The bloody cross and empty tomb display the power that conquers death itself! That new power is yours today if you are trusting into Christ.

Paul boasts in that power, taunting death itself saying, “Death is swallowed up in victory. O death, where is your victory? O death, where is your sting? The sting of death is sin, and the power of sin is the law. But thanks be to God, who gives us the victory through our Lord Jesus Christ” (1 Cor. 15:54-57).

The power of God is at work in his church. Not even the gates of hell can hold up against that power that Jesus gives.

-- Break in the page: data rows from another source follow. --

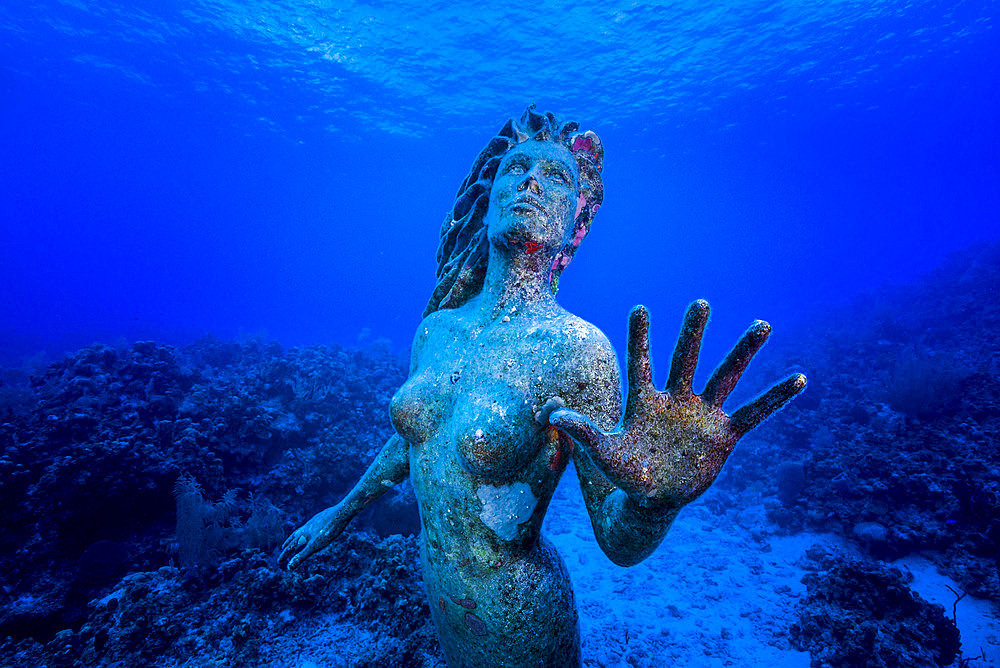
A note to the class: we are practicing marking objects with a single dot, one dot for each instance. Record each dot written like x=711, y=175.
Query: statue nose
x=530, y=183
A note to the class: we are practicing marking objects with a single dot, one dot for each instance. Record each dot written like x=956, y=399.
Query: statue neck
x=516, y=281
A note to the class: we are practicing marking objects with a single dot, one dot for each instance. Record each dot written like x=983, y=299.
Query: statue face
x=534, y=196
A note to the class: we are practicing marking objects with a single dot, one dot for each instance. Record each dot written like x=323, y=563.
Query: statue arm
x=671, y=445
x=391, y=467
x=625, y=531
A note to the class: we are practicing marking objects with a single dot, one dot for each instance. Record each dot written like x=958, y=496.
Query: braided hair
x=464, y=249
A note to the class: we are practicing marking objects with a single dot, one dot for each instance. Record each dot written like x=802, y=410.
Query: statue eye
x=558, y=174
x=516, y=167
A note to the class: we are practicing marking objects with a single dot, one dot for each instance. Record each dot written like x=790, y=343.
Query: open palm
x=671, y=445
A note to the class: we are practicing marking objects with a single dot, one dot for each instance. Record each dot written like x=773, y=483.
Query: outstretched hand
x=313, y=536
x=672, y=445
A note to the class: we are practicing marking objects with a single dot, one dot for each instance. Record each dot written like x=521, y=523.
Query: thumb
x=578, y=426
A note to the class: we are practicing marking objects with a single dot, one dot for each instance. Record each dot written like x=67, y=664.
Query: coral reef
x=860, y=613
x=896, y=443
x=92, y=445
x=246, y=612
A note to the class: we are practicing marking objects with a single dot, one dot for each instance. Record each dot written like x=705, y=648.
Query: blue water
x=175, y=168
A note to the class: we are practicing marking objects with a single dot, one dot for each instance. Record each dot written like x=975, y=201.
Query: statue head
x=464, y=249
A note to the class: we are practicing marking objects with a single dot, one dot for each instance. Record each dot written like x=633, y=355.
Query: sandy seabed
x=720, y=591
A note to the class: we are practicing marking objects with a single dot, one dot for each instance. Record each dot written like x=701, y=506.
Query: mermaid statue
x=506, y=387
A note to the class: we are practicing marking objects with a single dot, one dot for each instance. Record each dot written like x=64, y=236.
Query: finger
x=640, y=372
x=685, y=359
x=728, y=373
x=758, y=410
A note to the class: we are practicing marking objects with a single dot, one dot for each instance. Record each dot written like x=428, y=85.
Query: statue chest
x=477, y=410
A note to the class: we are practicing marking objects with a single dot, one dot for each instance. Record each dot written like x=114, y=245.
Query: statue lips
x=526, y=202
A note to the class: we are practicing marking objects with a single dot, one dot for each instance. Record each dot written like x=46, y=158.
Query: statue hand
x=672, y=445
x=312, y=536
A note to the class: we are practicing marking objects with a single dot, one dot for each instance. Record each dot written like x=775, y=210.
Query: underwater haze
x=173, y=169
x=218, y=232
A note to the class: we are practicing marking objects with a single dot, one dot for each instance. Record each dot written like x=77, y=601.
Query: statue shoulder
x=591, y=379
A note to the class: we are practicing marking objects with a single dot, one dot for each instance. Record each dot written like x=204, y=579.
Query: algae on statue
x=505, y=386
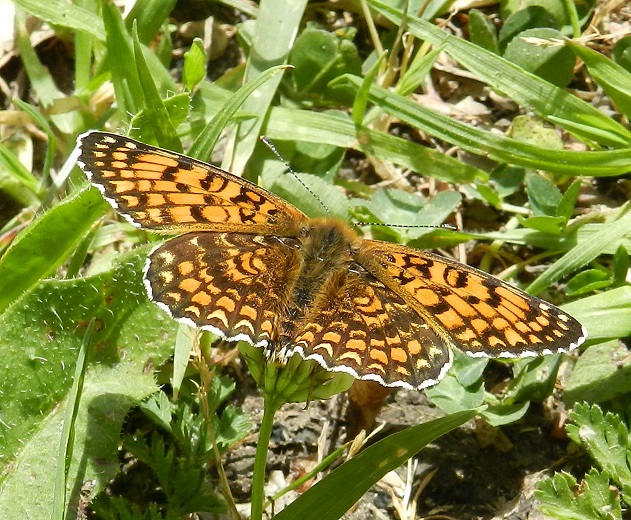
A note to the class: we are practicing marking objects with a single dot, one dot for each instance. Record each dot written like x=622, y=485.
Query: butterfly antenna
x=271, y=146
x=408, y=226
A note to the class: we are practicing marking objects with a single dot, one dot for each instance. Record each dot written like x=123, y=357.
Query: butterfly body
x=250, y=266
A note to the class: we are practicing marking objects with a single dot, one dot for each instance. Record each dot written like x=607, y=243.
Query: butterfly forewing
x=252, y=267
x=170, y=192
x=483, y=315
x=233, y=284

Because Jesus is alive (as the man in heaven), new life is yours. Because there is a man in heaven, new freedom is yours. Because Jesus rose bodily from the grave, new power is yours.

But it is ONLY yours if you are trusting in Jesus alone this morning. Your “dress up and come to church” righteousness cannot save you from God’s decree that all imperfection must and shall earn death. Your “good parent righteousness” cannot save you. Your “good politics” righteousness cannot save you. Your “I’m better than THAT person” righteousness can only compound you guilt before the perfect God who demands absolute perfection. And what he demands, he offers freely in Christ Jesus!

Only the inimitable sacrificial blood of Jesus, shed for the sins of his people, can bring you new life, new freedom, and new resurrection power. And you can come to the living Savior this morning by turning from all your failed attempts to please God and man by simply saying, “Thank you Lord Jesus for living the perfect life I could never live and dying the death that I deserve.

May you come to rest in Christ alone.

The Spirit and the Bride say, “Come.” And let the one who hears say, “Come.” And let the one who is thirsty come; let the one who desires take the water of life without price.


 

1 William Hendriksen and Simon J. Kistemaker, vol. 6, New Testament Commentary: Exposition of Colossians and Philemon, New Testament Commentary (Grand Rapids: Baker Book House, 1953-2001), 118.
2 “ἀπεκδύομαιἀπέκδυσις, εως f: to take off or strip off clothing—‘to undress, to disrobe, stripping off.’  ἀπεκδύομαι: ἀπεκδυσάμενος τὰς ἀρχὰς καὶ τὰς ἐξουσίας ἐδειγμάτισεν ἐν παρρησίᾳ ‘he stripped off the clothing of the rulers and authorities and made them a public spectacle’ Col 2:15. ἀπεκδύομαι in Col 2:15 appears to be a case of figurative usage, but it may refer to the stripping away of weapons and hence the removal of authority and power.” Johannes P. Louw and Eugene Albert Nida, vol. 1, Greek-English Lexicon of the New Testament: Based on Semantic Domains, electronic ed. of the 2nd edition. (New York: United Bible Societies, 1996), 526.
3 John Calvin, Calvin’s Commentaries: Colossians, electronic ed., Logos Library System; Calvin’s Commentaries (Albany, OR: Ages Software, 1998), Col 2:15.